One major economic result of the war was that it helped change the U.S. from a country with an essentially agrarian society to one dependent on mechanization and a national market system. Only the North possessed an industrial base, small as it was, before the shooting started. During the fiscal year ending 1 June 1860, the country possessed some 128,300 industrial establishments. Of these, 110,274 were located in states that remained in the Union. The most heavily industrialized states, New York and Pennsylvania, each had more industry than all the seceding states combined. In 1860, too, America had a total of $1,050,000,000 invested in real and personal property devoted to business, with $949,335,000 concentrated in the North; Pennsylvania, New York, and Massachusetts each had a larger investment than the South as a whole. Finally, the North contributed 92.5% of the $1.9 billion that comprised the total value of annual product in the country in 1860.

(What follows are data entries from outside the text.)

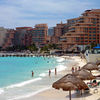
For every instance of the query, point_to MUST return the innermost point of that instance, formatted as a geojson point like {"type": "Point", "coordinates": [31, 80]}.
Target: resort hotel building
{"type": "Point", "coordinates": [82, 31]}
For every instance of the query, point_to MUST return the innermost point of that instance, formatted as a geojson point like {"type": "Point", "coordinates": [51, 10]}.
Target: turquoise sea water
{"type": "Point", "coordinates": [16, 79]}
{"type": "Point", "coordinates": [17, 69]}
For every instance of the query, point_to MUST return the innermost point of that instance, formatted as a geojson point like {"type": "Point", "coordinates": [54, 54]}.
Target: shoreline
{"type": "Point", "coordinates": [62, 73]}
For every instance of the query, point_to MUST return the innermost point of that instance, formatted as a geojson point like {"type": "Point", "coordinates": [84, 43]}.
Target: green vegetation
{"type": "Point", "coordinates": [32, 48]}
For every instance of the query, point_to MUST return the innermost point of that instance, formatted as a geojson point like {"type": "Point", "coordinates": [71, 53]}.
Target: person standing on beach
{"type": "Point", "coordinates": [49, 72]}
{"type": "Point", "coordinates": [72, 70]}
{"type": "Point", "coordinates": [55, 71]}
{"type": "Point", "coordinates": [32, 73]}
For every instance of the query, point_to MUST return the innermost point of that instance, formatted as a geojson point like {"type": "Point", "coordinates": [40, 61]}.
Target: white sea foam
{"type": "Point", "coordinates": [30, 94]}
{"type": "Point", "coordinates": [24, 83]}
{"type": "Point", "coordinates": [43, 75]}
{"type": "Point", "coordinates": [60, 59]}
{"type": "Point", "coordinates": [1, 91]}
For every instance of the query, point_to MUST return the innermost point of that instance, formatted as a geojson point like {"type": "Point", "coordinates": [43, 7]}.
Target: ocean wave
{"type": "Point", "coordinates": [23, 83]}
{"type": "Point", "coordinates": [60, 59]}
{"type": "Point", "coordinates": [30, 94]}
{"type": "Point", "coordinates": [1, 91]}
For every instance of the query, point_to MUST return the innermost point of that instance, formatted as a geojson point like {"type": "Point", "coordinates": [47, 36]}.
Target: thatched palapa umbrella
{"type": "Point", "coordinates": [84, 75]}
{"type": "Point", "coordinates": [98, 62]}
{"type": "Point", "coordinates": [90, 66]}
{"type": "Point", "coordinates": [69, 82]}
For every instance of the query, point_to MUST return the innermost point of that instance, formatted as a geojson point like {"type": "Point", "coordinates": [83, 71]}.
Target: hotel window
{"type": "Point", "coordinates": [94, 28]}
{"type": "Point", "coordinates": [89, 28]}
{"type": "Point", "coordinates": [89, 31]}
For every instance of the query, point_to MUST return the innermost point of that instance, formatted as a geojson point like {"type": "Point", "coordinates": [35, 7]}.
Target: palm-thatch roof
{"type": "Point", "coordinates": [84, 75]}
{"type": "Point", "coordinates": [69, 82]}
{"type": "Point", "coordinates": [90, 66]}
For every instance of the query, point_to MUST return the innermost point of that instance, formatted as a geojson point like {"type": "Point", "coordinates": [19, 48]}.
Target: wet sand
{"type": "Point", "coordinates": [53, 94]}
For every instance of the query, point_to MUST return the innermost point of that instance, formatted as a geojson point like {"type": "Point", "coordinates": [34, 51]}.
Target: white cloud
{"type": "Point", "coordinates": [27, 12]}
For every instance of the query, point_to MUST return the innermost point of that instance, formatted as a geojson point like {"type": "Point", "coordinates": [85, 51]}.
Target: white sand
{"type": "Point", "coordinates": [53, 94]}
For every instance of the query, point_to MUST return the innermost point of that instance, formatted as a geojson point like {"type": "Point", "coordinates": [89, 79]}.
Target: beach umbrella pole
{"type": "Point", "coordinates": [70, 95]}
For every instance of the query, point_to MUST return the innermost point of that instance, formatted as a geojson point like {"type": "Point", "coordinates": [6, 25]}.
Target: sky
{"type": "Point", "coordinates": [20, 13]}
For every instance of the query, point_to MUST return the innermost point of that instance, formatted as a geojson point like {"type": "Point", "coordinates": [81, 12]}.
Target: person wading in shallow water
{"type": "Point", "coordinates": [32, 73]}
{"type": "Point", "coordinates": [49, 72]}
{"type": "Point", "coordinates": [55, 71]}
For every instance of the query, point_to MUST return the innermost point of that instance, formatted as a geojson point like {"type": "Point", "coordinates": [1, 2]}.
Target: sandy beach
{"type": "Point", "coordinates": [53, 94]}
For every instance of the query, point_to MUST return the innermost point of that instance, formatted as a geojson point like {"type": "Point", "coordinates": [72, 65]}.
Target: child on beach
{"type": "Point", "coordinates": [49, 72]}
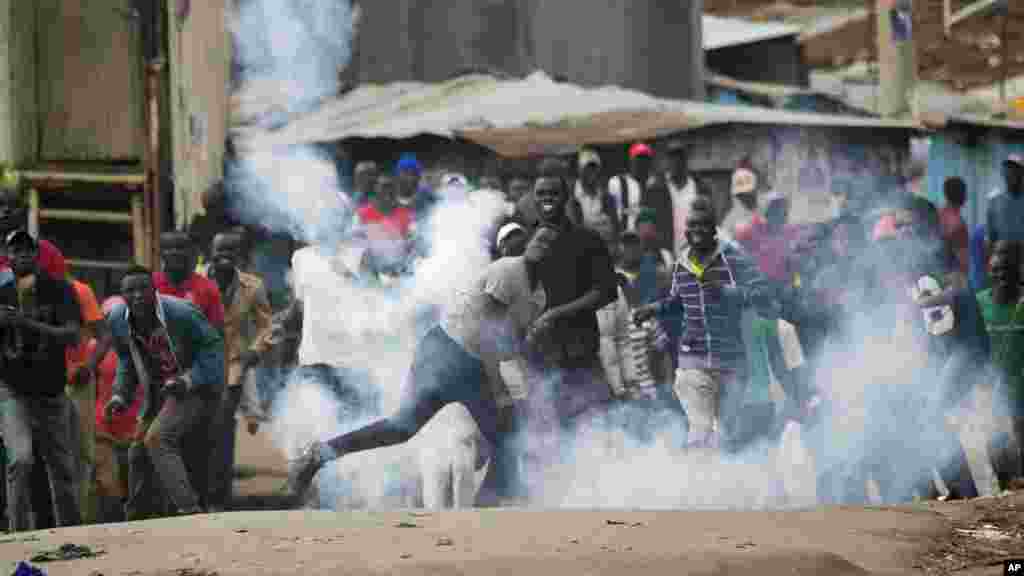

One body of evidence indicates that the war widened this sectional disparity by destroying the South's minute industrial base and expanding that of the North to prodigious dimensions. Statistics on specific industries provide what appears to be convincing proof. While the loss of the Southern crop produced a steep war-long decline in production in the North's largest industry, cotton textiles, its woolen industry enjoyed a 100% production rise during the conflict. The second largest consumer industry in the Union, shoes and leather, also enjoyed tremendous growth, thanks to army contracts that more than offset the loss of the Southern market. Other war related industries, especially firearms, gunpowder, and wagon manufacturing, grew rapidly on the strength of military contracts. Meanwhile, iron production in the North experienced a slump early in the war but boomed 1863-64, in the latter year reaching a production level 29% higher than that of the entire country in the busiest prewar year, 1856. The coal industry experienced similar growth, in 1861-65 enjoying an expansion rate 21% higher than that for the nation as a whole during the 4 years immediately preceding civil strife.
The war years stimulated production of new inventions and accelerated the growth of established technology. Due to a deluge of government contracts, sewing machines became an integral part of the clothing industry, and the 50-year-old system of machine-made interchangeable parts became firmly entrenched in the production system. Agriculture-related industrial goods also witnessed production spurts attributable to the war: Gail Bordens condensed-milk process, patented in 1856, became essential to the diets of many Union soldiers, while implements including the thresher and the rotary plow experienced sales booms as machinery took over work abandoned by farm hands gone to war. In other ways, such as by easing unemployment and by promoting the enactment of protective tariffs, the war encouraged wide-scale industrial expansion. No wonder that by 1864 the Unions manufacturing index had risen to a level 13% greater than that of the country as a whole in 1860.